I've dreamed of writing a novel, of holding a book in my hands that has my name on the cover, some form or children's or young adult fantasy, with strong female leads, and difficult choices to make to save the world. Even so, I didn't know what to write. I needed my pearl, my grand idea. Would I dream of it like some authors do, or be inspired by a song, or something I watched? I looked for ideas and kept myself writing away- essays on my life, motherhood, short stories we tell our children about the fat, fat king, pages and pages of book ideas and themes I'd spend between a day to weeks exploring only to decide they weren't my book. Where was my book hiding?
I have a son who demands stories often- the second we get in the car (why did I sell the portable dvd player?), at walks, and of course bedtime. To keep my demanding son satisfied my husband and I would make up wild characters and tell about their outlandish adventures. Our son would often make us backup-we weren't telling the story the right way-and inform us what should be happening. I suppose you could say he is my first true editor.

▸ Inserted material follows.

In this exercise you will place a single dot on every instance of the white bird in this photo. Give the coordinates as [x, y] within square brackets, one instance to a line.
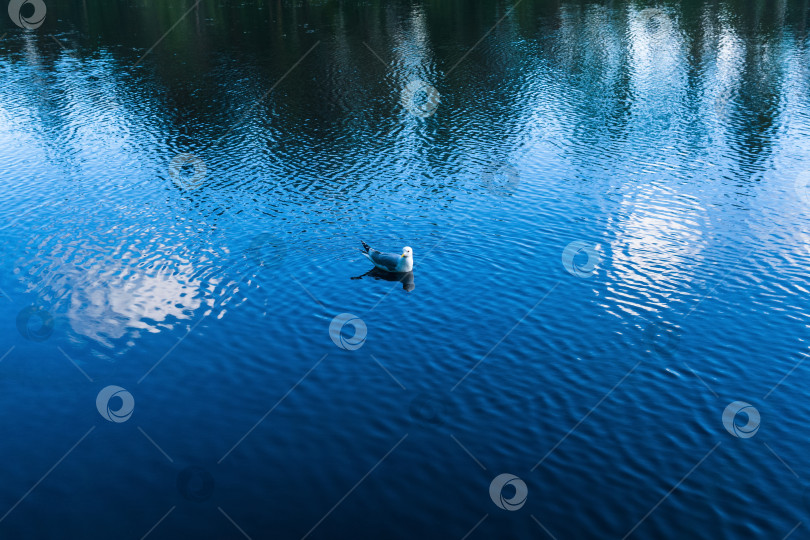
[390, 262]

Well one night I'd been thinking about my favorite fairytale-beauty and the beast- and I told Israel a story I didn't know I had inside of me. It was a story of a three year old girl and an experience she has on All-Summer's Eve. Israel was mesmerized, he wanted more, and so did I. I wanted to know what would happen to this character, what time she lived in, her family situation, her town and it's laws, well, just everything. So I began writing page after page, throwing out some, embracing others, and feeling the story, her story, come to life. A good friend told me of her own journey into writing a novel and so we began a pact, a plan to write and support each other on our journeys to first completed and published novels.